Maybe, and I'm not being too snarky here, we ought to move into laboratories. What I've seen out here, in my life and the lives of nearly all people with severe depression, is that depression wrecks relationships and drives people into repeated episodes of bad and/or self-destructive behavior, often in an effort to find relief from depression.
I commend the article's author for trying to identify something good that can come out of depression. I don't rule it out. I just know that I don't want to go back there, no matter how my analytical skills might improve.

Saturday, August 15, 2009

Several more clips about insomnia


  • The No Wake Zone
    "There’s accumulating scientific and historical evidence that human beings, like many of our mammalian cousins, weren’t meant to follow what we consider a “normal” wake-sleep pattern of two strictly segregated blocks of time—16 uninterrupted hours awake, 8 uninterrupted hours asleep."
  • Sleep Patterns In Children And Teenagers Could Indicate Risk For Depression
    "adolescents with a familial risk for depression but without a depression diagnosis experienced shorter REM latency, meaning they reached the REM stage more quickly. Those adolescents were more likely to develop depression by the end of the five-year study period than those who reached REM sleep later in the cycle."
  • Bedfellows: Insomnia and Depression | Psychology Today
    But it may be that insomnia is more than just a symptom of depression. It may in fact unleash the mood disorder. If sleep researcher Michael Perlis, Ph.D., is right, insomnia may be an early harbinger of depression. His longitudinal studies show that it appears to precede episodes of depression by about five weeks.

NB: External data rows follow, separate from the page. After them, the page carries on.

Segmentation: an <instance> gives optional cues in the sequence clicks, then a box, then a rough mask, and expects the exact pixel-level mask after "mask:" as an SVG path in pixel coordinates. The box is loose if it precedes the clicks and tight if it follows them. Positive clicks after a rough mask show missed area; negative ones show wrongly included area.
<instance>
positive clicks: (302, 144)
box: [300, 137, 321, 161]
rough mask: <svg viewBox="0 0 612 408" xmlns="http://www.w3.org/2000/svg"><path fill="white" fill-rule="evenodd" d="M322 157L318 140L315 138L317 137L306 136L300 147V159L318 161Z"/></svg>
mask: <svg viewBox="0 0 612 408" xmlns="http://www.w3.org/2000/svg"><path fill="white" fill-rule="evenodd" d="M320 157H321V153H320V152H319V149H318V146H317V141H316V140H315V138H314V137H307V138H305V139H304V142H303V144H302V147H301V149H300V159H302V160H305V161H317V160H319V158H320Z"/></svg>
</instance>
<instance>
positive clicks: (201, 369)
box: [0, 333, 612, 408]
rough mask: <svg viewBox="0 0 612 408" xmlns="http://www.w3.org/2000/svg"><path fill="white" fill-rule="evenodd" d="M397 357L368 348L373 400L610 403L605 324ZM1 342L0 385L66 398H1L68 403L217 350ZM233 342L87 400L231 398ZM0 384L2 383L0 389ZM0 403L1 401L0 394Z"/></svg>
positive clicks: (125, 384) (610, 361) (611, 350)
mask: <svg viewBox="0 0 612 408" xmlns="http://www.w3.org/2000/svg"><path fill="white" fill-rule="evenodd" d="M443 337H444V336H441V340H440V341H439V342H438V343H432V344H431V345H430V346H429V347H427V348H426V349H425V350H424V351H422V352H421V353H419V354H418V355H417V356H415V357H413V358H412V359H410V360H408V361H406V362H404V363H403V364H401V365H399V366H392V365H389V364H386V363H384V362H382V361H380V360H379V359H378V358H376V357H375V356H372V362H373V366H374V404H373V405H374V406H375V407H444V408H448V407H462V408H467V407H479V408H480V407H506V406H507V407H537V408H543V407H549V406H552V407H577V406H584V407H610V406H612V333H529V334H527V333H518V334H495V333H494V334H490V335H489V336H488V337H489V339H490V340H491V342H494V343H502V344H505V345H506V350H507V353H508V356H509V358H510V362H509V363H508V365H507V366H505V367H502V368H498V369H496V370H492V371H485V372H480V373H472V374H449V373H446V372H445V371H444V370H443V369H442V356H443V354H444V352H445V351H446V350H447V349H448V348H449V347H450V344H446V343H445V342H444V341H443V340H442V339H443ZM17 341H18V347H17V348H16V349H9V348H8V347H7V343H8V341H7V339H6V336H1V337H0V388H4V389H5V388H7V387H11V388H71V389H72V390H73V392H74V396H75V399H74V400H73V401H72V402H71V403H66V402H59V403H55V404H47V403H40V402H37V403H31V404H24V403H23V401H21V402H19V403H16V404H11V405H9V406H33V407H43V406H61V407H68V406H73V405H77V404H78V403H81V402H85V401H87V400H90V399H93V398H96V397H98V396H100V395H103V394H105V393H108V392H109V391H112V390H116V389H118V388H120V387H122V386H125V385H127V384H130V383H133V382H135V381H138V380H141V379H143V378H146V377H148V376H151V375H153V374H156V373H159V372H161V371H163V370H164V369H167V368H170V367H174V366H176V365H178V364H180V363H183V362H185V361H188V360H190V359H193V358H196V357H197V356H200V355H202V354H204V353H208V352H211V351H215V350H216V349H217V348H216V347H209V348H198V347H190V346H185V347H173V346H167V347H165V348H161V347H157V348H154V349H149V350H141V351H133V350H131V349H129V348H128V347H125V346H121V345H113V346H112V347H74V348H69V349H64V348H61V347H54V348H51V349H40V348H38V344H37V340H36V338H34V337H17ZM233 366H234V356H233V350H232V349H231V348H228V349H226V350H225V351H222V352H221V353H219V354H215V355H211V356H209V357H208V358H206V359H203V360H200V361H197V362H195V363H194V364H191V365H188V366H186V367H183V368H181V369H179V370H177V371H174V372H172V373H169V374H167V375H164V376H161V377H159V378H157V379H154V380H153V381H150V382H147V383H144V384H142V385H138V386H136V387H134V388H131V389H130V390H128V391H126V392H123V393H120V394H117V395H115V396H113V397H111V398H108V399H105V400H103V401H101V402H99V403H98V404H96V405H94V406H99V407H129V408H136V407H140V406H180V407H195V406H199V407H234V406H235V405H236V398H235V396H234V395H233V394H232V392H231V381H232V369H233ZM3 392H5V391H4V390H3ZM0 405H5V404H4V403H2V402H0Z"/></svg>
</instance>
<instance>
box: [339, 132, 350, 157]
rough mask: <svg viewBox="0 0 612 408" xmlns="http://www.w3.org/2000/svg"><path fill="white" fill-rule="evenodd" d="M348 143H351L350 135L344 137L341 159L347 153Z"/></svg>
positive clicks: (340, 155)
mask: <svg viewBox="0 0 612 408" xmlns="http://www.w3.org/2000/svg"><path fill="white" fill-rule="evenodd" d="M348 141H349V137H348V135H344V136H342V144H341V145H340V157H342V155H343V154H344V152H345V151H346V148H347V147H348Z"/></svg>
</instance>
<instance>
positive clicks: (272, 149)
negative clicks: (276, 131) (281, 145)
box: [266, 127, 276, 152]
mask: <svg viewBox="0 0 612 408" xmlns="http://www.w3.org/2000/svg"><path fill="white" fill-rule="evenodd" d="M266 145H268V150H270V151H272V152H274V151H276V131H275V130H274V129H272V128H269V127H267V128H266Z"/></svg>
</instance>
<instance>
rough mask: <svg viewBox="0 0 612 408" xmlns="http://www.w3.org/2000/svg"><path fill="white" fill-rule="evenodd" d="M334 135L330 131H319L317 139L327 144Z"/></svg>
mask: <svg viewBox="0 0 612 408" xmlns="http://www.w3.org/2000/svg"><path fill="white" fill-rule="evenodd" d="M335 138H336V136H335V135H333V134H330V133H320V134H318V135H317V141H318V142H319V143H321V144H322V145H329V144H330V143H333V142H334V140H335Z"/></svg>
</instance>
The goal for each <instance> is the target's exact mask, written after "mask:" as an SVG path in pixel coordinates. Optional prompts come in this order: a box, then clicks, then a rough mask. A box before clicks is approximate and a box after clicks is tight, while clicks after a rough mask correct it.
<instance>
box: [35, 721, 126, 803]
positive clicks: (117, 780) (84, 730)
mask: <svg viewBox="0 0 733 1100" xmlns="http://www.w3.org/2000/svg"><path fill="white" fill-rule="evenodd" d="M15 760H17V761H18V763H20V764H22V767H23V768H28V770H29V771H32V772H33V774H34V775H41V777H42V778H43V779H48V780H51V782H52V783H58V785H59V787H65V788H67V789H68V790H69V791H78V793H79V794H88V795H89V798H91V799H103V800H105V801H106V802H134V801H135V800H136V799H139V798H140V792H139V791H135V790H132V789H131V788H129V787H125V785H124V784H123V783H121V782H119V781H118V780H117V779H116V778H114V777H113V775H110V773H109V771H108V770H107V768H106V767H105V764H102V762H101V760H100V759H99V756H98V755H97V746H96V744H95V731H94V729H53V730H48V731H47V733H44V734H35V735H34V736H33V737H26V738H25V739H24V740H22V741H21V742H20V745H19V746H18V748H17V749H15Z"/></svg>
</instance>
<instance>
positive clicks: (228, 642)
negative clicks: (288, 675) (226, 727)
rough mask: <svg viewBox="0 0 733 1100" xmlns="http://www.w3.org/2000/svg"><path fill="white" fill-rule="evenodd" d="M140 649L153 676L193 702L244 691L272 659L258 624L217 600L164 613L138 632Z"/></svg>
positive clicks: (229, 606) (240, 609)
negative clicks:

  • Gene May Determine How Much Sleep You Need : NPR
    "A team of researchers has found a genetic mutation that appears to allow some people to get by on less sleep than others. The team found the unusual mutation in a mother and daughter pair who appear to sleep less."

Thursday, August 13, 2009

Why You Should Hate the Idea of Applying for Disability Beneifts

Why You Should Hate the Idea of Applying for Disability Beneifts: "In my view, clients who hate the concept of disability are my best clients."